Indeed. But do you happen to know where in the source (for OneDrive specifically) this calculation happens? I am very curious to see how the ContentLength of the upload is calculated when there is also encryption in the middle. I have been looking around but I wasn't able to find it.
In these cases everything in handled in RAM, there are no temporary files - and RAM usage is primarily used for transfer buffers and directory listings.
rclone can calculate the sizes beforehand when needed in these situations - data transfer is streamed.
There are however situations where the downloaded size differs from the reported size, and that can probably be an issue if copying to a remote that needs the correct size upfront. Example: Copying iPhone Live Photos (.heic) from one OneDrive to another OneDrive.
I am very curious to see how exactly is the calculation implemented when the size is unknown beforehand. Do you happen to know where in the code I can have a look?
The source remote will have the unencrypted size. After the file goes through encryption it will have a new size. As you have already mentioned you know the encryption algorithm used and therefore you might be able to calculate the new size on the fly since you know the padding bytes and everything. I am not sure how the whole thing happens if it's being streamed directly from source to target and wanted to check the code out of curiosity since I am missing something here.

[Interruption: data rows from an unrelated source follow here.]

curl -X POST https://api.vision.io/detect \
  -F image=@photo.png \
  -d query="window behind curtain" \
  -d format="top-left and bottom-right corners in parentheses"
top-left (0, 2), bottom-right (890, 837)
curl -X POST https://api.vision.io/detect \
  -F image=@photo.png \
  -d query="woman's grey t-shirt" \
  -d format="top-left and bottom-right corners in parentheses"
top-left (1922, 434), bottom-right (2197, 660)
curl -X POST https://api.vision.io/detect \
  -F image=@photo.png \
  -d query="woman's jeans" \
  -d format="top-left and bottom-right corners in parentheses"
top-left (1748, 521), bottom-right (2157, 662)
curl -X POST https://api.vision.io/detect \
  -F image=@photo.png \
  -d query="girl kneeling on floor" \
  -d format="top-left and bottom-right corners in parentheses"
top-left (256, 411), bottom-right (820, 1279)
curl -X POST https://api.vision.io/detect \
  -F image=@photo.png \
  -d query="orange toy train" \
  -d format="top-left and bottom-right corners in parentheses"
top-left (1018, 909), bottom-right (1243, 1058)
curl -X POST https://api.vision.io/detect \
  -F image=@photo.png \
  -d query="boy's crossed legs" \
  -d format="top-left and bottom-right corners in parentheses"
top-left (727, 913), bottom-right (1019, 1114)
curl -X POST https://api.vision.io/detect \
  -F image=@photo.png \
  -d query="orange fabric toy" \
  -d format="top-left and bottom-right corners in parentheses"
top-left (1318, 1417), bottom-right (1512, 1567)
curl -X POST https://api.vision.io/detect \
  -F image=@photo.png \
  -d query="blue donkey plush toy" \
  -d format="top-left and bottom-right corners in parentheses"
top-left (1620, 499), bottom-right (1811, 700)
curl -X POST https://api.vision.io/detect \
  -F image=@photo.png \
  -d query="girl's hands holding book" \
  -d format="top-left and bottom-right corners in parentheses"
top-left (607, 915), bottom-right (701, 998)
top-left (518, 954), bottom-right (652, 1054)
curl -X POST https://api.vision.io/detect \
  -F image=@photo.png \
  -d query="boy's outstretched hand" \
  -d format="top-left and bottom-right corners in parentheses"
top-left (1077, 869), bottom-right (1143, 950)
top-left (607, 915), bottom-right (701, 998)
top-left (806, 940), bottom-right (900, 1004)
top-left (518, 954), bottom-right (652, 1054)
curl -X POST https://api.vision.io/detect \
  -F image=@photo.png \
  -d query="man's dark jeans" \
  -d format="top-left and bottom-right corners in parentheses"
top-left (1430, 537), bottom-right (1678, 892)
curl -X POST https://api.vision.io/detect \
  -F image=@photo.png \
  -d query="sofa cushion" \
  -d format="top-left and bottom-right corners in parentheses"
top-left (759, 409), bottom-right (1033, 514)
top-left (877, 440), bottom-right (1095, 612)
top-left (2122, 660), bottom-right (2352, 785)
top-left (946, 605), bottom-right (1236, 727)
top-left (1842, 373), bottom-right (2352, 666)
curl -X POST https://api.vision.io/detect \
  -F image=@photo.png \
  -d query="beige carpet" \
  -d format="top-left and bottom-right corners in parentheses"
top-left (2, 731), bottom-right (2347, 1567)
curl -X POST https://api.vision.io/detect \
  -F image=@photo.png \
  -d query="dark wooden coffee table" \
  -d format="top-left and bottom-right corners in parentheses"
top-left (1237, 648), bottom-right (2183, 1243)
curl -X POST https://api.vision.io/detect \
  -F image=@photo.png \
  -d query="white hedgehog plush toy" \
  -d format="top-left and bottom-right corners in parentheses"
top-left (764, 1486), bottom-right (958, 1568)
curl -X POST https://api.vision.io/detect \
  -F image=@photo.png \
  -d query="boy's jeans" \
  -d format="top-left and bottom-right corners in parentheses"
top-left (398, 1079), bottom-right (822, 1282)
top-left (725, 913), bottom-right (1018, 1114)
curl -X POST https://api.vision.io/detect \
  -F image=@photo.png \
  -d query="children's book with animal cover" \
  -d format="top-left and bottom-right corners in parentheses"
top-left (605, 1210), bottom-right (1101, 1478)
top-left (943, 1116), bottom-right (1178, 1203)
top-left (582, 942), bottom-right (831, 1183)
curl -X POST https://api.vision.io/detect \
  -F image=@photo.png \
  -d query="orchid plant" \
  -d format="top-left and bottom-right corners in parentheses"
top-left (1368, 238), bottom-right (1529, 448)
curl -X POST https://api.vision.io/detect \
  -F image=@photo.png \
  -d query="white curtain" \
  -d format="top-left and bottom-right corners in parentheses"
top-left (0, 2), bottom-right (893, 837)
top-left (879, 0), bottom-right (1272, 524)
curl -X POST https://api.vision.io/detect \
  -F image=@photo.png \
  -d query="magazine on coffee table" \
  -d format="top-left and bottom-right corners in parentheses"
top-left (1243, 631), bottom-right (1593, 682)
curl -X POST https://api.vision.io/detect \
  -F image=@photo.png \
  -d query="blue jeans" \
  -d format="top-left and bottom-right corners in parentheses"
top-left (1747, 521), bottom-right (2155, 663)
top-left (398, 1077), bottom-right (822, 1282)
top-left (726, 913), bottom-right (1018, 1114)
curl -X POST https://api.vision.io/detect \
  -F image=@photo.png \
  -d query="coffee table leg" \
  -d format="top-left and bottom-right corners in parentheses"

Then I suggest you follow the contributing guide to build a local debugable copy and then place a few good breakpoints to see what happens when you copy a single file into a crypt.
The crypt encoding was designed so that if you know the size of the input you know the size of the output and vice versa. This is very important for maintaining streaming without using local disk for all backends.
The only time rclone copy will ever need to spool data to disk is
if the source size isn't known (eg from Google Photos, or a Google Doc) and the destination backend doesn't accept streaming uploads
the compress backend will use local disk if the backend it is wrapping can't stream uploads
the jottacloud backend will use locak disk if the source can't provide MD5 hashes
To see whether a backend can stream uploads check out the optional features table and look for StreamUpload. In rclone speak StreamUpload means that the backend needs to know the size of the upload before the upload starts.
Of OneDrive, Dropbox, GoogleDrive, S3, HTTP I think only OneDrive can't do StreamUpload.
So for your use, if you copy Google Docs you'll need local disk, otherwise not.
That sentence confused me a bit, so to clarify (I hope) if it confuses others as well:
StreamUpload=No means that the backend needs to know the size of the upload before the upload starts
StreamUpload=Yes means the backend allow files to be uploaded without knowing the file size in advance, i.e. the backend supports what we call streaming uploads.